US control of Greenland is one of the more unusual geopolitical contracts on the board, and traders treat it as a long shot. The market pools roughly $10.9M in cumulative volume across Kalshi and Polymarket, both pricing Yes in the single digits. It asks whether the United States will acquire any part of Greenland before January 1, 2027. The live board above carries the current cross-platform prices.
US control of Greenland trades as one of the longest of long shots on the geopolitical board. The contract asks a blunt question: will the United States acquire any part of Greenland before January 1, 2027? Both Kalshi and Polymarket answer the same way, pricing Yes deep in the single digits and No in the low nineties. With roughly $10.9M in cumulative volume across the two platforms, this is a heavily traded question with a lopsided answer. The live board above shows the current cross-platform prices.
The US Control of Greenland market resolves on a single real-world outcome: whether the United States takes control of any part of Greenland before the deadline. Greenland is an autonomous territory of the Kingdom of Denmark, and any transfer of control would require either a negotiated agreement with Denmark and Greenland's own government or a far more dramatic and far less likely event. Nothing in the current diplomatic picture points toward either path.
That is why the price sits where it does. A Yes in the single digits means the market assigns the outcome a low probability, a classic long-shot read. Prediction markets are efficient at pricing base rates for events with no modern precedent, and a sovereign territorial transfer between NATO allies has none. The volume says traders find the question interesting. The price says they do not find the outcome likely.
The cross-platform picture is the edge on this contract. Kalshi and Polymarket both list the market, and their Yes prices sit within a few cents of each other, a narrow spread for a question this speculative. Tight agreement across two independent order books signals that the low probability is not a quirk of one platform's thin liquidity. It is a shared read.
When two venues converge this closely on a long shot, there is little cross-platform arbitrage to capture. The movement that matters would come from a genuine catalyst, a diplomatic development or a policy announcement, that forces both books to reprice at once. Until then, the narrow spread is a confirmation signal, not a trade. Check the live board above for the current Kalshi and Polymarket prices side by side.
The US Control of Greenland market resolves Yes if the United States acquires any part of Greenland before January 1, 2027. If no such acquisition occurs by that deadline, the market resolves No. Resolution turns on a verifiable transfer of control or sovereignty over Greenlandic territory, reported through official government or major news sources, not on a proposal or a statement of intent. The contract pays $1 per share to the correct side. Absent a confirmed acquisition, the default path is a No resolution.

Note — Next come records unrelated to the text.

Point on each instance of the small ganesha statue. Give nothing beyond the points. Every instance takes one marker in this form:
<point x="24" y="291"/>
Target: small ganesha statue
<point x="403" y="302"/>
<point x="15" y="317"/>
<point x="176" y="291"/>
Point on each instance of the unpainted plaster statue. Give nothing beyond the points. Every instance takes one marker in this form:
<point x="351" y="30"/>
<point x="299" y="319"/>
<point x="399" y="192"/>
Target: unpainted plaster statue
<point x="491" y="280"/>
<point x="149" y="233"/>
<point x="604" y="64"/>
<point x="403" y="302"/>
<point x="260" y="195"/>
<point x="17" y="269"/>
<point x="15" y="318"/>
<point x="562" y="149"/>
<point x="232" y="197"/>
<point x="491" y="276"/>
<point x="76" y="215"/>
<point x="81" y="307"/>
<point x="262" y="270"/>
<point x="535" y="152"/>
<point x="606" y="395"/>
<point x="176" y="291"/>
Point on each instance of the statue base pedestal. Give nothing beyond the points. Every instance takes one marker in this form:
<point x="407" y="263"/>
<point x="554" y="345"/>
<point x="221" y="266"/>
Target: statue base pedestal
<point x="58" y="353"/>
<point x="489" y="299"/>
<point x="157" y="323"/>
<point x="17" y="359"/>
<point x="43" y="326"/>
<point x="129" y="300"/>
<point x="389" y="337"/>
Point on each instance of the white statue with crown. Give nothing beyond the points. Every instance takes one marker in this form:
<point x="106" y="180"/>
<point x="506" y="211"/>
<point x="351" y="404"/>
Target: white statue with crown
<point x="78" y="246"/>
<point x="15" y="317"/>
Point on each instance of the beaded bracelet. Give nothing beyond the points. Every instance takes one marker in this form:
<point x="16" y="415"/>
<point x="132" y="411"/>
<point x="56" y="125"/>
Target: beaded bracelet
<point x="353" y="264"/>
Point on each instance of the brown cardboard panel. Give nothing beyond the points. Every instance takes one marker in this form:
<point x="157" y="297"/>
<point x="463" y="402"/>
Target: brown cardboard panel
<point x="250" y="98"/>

Several developments would move the US Control of Greenland market before it resolves:
Greenland sits inside a broader cluster of geopolitical contracts that trade on the same board. For other long-dated territorial questions, see the China invade Taiwan odds and the US invade Iran odds, both of which price rare, high-impact events the same way this one does. For the domestic politics that shape US foreign policy, the 2028 US Presidential Election odds is the highest-volume contract on the site. Browse the full slate of politics prediction markets to compare cross-platform pricing across every active contract.
Resolves Yes if the United States acquires control of any part of Greenland before January 1, 2027, confirmed through official government announcements or major news reporting. If no such acquisition occurs by the deadline, the market resolves No. Each contract pays $1 per share to the correct side. Resolution requires a verifiable transfer of control or sovereignty over Greenlandic territory, not merely a proposal, negotiation, or statement of intent. Kalshi (ticker KXGREENTERRITORY) and Polymarket word their settlement rules independently, so traders should confirm the exact language on each platform.
As of July 7, 2026, the Yes side trades at 9c on Kalshi and 6c on Polymarket, an implied probability of roughly 6% to 9%. The No side sits at 93c on Kalshi and 95c on Polymarket. See the live board above for the latest prices.
It resolves Yes if the United States acquires any part of Greenland before January 1, 2027, and No if no acquisition occurs by then. Each contract pays $1 per share to the correct side.
Both Kalshi (under ticker KXGREENTERRITORY) and Polymarket list this market. Their Yes prices sit within a few cents of each other, so the cross-platform spread is narrow.
Greenland is an autonomous territory of Denmark, a NATO ally, and a sovereign territorial transfer has no modern precedent. Both platforms price Yes in the single digits, reflecting a low base rate for an event with no diplomatic groundwork in place.
Watch for any formal US-Denmark negotiation over Greenland's status, statements from Greenland's own government, and the Kalshi-Polymarket spread. A sudden divergence between the two books would signal new information hitting one platform first before the January 1, 2027 deadline.